The film received mostly negative reviews, and rated at 32% on Rotten Tomatoes from an aggregate of 25 reviews. At the time of its release, film critics almost unanimously commented that the characters' emotional responses were contrived and false, and that the gaudy set design and production seemed an obvious effort to hide the film's lack of both comedic value and dramatic substance. Roger Ebert summarized the story as "a fog of arbitrary storytelling and desperate gimmicks, sudden revelations and unmotivated mood swings, in a movie that seems to have been written without having been thought about very much." The Los Angeles Times' Peter Rainder opined that "the pairing of Allen and Midler, which might seem like the kind of weirdo match-up that could produce a comedy classic, never takes flight. ... Allen and Midler are such highly individual actors that they never quite seem to be in the same orbit; the series of juicy marital revelations that keep perking the movie come across as forced and schematic because we never really believe in the relationship." Variety similarly said that the characters' "emotional storms never achieve any veracity.
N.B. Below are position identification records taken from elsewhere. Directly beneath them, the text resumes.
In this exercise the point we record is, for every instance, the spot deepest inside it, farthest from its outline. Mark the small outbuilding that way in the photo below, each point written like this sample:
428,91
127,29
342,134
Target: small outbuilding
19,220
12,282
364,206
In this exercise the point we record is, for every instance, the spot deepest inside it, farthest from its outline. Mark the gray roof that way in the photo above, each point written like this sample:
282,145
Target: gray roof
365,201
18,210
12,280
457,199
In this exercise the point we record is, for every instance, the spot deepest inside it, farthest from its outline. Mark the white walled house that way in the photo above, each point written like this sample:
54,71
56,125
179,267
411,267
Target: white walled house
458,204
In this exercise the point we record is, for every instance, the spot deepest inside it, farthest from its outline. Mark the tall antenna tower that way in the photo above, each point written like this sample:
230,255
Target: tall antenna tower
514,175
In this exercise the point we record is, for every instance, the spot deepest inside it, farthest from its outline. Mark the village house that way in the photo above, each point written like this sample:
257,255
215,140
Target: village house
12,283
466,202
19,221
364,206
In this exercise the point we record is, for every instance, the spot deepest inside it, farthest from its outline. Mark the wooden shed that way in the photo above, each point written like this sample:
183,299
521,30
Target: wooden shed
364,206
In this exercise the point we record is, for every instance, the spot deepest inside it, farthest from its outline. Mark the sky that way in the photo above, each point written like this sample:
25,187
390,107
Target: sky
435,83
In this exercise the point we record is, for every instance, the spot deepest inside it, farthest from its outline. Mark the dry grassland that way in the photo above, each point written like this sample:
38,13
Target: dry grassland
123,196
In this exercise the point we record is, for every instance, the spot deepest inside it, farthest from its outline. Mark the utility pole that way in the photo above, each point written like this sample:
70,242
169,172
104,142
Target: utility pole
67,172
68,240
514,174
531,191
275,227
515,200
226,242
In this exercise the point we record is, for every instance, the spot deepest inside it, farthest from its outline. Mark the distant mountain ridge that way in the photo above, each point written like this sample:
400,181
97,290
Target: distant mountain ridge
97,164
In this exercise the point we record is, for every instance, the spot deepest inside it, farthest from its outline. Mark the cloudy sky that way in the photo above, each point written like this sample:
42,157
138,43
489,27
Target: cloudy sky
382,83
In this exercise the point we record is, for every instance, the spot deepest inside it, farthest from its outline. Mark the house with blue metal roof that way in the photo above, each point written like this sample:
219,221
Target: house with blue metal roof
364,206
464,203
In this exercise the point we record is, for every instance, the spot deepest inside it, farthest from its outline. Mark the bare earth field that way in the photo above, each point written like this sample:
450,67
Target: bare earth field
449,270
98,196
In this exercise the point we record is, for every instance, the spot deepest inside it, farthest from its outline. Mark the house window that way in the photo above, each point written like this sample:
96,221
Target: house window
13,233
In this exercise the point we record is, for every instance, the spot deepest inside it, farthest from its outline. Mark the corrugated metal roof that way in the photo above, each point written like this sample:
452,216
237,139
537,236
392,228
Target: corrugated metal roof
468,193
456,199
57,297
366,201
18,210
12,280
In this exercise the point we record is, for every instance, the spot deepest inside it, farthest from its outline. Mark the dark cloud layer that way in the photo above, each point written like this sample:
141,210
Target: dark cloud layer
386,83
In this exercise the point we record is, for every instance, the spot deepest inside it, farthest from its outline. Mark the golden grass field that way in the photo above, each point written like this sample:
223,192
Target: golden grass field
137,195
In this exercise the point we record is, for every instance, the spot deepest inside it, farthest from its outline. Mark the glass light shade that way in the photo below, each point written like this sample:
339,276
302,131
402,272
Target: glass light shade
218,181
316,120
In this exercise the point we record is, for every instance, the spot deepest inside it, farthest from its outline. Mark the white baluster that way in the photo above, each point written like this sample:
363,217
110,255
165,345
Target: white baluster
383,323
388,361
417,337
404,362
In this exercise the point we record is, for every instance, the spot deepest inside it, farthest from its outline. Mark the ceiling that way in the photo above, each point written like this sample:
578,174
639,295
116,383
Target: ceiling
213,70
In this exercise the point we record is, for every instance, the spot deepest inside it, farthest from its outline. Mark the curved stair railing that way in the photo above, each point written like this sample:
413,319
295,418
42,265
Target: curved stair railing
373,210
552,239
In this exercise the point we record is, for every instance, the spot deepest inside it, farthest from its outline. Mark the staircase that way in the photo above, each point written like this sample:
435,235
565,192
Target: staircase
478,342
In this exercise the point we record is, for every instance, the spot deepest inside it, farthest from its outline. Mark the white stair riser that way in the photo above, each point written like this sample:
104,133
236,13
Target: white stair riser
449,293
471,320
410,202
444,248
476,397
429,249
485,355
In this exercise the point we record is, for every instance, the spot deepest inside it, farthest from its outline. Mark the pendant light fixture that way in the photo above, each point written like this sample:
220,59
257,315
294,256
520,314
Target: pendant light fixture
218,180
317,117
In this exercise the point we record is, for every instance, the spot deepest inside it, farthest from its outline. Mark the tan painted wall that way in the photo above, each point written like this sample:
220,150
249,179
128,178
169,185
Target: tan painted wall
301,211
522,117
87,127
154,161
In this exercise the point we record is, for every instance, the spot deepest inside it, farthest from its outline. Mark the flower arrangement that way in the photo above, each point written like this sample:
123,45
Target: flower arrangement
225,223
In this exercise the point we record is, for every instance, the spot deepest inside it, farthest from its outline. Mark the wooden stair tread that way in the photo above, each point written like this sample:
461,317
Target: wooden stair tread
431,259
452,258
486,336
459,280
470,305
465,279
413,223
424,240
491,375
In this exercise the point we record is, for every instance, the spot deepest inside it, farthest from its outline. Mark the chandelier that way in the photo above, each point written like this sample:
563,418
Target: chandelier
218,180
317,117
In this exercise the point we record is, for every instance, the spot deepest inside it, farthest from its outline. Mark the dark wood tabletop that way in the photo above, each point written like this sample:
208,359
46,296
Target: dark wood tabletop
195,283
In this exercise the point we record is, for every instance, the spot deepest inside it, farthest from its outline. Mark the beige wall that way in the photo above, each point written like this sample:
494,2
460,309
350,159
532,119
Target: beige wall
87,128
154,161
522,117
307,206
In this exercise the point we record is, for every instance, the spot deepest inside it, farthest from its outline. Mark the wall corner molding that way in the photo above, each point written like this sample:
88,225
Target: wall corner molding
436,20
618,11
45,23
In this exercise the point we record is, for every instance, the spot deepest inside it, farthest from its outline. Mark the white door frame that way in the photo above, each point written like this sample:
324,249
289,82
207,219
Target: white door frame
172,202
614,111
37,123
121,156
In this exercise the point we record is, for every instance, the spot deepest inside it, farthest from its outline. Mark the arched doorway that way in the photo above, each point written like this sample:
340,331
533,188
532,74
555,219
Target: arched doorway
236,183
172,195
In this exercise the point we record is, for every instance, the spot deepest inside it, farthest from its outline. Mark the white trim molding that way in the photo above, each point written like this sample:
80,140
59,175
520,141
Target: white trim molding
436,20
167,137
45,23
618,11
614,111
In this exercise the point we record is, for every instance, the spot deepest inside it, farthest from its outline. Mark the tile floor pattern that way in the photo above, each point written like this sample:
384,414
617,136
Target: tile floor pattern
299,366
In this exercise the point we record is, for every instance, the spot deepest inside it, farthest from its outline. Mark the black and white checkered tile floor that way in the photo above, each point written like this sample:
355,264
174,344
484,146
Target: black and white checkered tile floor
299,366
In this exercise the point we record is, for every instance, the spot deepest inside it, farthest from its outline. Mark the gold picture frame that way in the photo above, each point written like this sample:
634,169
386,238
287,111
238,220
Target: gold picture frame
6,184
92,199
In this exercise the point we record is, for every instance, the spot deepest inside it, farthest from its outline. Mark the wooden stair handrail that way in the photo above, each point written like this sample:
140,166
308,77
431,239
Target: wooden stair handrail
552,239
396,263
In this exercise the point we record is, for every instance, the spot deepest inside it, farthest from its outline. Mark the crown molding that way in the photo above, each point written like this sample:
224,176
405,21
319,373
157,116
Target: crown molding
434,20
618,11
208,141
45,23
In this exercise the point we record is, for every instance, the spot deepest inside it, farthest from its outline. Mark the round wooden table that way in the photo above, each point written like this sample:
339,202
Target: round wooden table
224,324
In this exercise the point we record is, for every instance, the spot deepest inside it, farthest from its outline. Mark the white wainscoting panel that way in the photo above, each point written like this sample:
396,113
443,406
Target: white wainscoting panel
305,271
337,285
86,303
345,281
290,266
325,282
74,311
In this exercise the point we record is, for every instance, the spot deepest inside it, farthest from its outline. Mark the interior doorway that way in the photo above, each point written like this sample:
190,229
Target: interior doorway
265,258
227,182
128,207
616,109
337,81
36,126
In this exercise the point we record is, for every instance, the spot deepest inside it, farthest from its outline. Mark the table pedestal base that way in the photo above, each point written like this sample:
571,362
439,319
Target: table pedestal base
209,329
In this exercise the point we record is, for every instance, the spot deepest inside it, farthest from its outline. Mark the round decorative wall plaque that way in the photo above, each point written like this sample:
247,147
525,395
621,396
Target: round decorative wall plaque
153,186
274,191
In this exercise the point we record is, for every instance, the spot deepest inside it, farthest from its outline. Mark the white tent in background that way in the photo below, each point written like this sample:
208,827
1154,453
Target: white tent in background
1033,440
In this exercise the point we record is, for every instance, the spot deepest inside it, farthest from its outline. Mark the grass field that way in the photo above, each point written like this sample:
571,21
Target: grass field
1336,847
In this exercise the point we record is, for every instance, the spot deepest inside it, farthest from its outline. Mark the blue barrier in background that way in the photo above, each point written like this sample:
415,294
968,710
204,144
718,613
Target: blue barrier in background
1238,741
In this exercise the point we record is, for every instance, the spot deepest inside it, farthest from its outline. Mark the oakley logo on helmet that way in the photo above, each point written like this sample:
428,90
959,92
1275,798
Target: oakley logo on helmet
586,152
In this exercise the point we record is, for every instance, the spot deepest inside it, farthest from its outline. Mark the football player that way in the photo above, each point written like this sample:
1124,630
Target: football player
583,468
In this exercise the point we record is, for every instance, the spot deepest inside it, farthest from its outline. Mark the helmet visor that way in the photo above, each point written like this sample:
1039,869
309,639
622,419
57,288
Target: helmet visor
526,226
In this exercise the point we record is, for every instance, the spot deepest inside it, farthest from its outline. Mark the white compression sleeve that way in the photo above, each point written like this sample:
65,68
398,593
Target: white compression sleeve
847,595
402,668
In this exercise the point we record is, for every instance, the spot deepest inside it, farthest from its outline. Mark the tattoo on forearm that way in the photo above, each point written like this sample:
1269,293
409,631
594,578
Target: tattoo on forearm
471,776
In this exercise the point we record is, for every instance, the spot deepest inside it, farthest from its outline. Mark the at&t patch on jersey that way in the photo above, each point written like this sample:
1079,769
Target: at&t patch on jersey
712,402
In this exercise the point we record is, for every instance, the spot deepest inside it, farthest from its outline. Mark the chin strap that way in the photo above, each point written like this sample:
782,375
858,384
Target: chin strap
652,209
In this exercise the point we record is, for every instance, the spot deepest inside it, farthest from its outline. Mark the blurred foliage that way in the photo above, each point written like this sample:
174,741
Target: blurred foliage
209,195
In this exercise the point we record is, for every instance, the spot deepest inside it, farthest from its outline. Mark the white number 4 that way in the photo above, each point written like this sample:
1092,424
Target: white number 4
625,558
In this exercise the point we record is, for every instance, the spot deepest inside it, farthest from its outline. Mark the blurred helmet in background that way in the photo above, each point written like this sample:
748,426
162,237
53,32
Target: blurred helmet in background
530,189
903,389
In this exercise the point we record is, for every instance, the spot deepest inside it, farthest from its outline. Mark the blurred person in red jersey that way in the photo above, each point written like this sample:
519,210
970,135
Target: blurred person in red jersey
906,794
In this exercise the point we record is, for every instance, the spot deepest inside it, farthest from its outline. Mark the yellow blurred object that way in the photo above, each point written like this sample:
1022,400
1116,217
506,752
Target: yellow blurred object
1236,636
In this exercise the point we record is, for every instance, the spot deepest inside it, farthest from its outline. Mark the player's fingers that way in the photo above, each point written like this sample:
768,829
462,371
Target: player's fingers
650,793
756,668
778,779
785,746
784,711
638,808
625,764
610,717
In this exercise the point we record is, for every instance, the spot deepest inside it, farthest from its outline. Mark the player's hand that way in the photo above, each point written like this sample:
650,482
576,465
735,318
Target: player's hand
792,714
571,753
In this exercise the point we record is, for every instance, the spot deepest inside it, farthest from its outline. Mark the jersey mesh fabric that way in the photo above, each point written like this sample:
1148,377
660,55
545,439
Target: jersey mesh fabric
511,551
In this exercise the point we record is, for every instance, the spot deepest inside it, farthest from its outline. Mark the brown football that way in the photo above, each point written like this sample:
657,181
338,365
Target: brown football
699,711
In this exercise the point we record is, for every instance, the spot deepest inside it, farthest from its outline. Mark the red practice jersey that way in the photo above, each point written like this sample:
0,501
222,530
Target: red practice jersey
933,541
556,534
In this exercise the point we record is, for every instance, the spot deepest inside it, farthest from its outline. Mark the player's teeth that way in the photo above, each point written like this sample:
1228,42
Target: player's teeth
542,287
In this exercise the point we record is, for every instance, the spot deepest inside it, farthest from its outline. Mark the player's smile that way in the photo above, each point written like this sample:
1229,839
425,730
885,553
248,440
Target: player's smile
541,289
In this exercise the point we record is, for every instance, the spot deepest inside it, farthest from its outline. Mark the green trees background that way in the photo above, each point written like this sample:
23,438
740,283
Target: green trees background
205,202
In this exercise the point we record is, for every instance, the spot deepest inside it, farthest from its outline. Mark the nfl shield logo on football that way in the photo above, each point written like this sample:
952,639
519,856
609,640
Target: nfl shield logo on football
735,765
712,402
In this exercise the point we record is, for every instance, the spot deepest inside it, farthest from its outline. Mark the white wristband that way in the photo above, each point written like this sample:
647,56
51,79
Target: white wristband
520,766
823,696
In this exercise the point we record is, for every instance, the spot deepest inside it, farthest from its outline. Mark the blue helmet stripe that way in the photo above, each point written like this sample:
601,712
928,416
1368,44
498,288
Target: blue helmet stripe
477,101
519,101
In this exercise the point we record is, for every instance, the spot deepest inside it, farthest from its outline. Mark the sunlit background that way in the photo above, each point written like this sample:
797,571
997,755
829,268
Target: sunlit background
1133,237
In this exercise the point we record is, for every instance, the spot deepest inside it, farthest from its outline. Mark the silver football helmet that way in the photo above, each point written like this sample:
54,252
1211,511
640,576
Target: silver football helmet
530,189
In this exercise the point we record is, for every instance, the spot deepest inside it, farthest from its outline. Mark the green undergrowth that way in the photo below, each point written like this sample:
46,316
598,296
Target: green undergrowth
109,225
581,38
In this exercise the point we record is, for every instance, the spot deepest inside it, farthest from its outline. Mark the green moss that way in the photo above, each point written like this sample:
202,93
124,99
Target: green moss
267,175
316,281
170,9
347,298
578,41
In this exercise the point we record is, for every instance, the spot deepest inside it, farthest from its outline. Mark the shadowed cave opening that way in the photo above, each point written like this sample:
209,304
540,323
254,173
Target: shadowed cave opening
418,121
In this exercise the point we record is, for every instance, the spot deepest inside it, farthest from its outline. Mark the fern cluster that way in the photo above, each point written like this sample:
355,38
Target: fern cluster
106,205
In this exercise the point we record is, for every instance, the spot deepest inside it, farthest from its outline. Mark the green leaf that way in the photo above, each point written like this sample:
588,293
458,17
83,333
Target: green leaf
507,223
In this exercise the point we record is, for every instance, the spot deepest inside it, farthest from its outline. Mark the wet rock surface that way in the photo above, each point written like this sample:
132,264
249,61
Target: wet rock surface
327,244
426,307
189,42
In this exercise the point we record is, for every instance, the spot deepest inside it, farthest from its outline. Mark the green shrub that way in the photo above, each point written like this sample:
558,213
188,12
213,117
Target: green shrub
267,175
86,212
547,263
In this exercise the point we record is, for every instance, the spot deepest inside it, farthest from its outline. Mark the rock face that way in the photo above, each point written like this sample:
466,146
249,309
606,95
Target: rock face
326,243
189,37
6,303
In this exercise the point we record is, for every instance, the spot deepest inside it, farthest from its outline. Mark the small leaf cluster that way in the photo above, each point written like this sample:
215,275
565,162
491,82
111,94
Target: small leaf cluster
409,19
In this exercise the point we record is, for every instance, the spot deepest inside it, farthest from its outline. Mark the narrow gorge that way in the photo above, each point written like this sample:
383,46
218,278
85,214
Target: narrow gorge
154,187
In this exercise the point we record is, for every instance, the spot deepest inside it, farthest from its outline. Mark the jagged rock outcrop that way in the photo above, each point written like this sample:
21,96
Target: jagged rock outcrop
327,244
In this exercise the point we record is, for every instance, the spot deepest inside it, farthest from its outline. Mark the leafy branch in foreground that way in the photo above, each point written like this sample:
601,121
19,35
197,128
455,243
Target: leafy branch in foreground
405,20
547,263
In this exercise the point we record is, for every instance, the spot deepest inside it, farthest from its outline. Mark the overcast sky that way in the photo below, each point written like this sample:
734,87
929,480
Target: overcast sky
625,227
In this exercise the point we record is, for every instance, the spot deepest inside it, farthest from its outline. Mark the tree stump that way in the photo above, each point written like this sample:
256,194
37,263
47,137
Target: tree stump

They seem like just another indulgence on the part of the pampered, secure spouses."

Many critics found the film's awfulness to be especially startling in light of its esteemed director and lead actors. Time Out, for example, said it "comes over as a piss-take of Mazursky by Mazursky." However, most commented that Allen and Midler's performances were not to blame, as there was simply no way to play the characters that would have made them likable or believable. Vincent Canby of The New York Times, one of the few to give the film a positive recommendation, instead argued that Allen and Midler saved the thin and unstructured script: "Little by little, though, the stars take over their characters. They play together with a straight-on honesty that is funny because of the oddball situations, and moving for the unexpected, easy legitimacy of the performances."

Scenes from a Mall was amongst Siskel & Ebert's worst movies of 1991. Gene Siskel, who chose the film for the list with Ebert approving the choice, remarked, "Bette Midler and Woody Allen in the same film as a married couple? Well, the very idea of that is funnier than anything in the movie!"

Box office

The film was not a box office success but did manage to bring back its budget. It grossed $9.6 million and $19 million worldwide.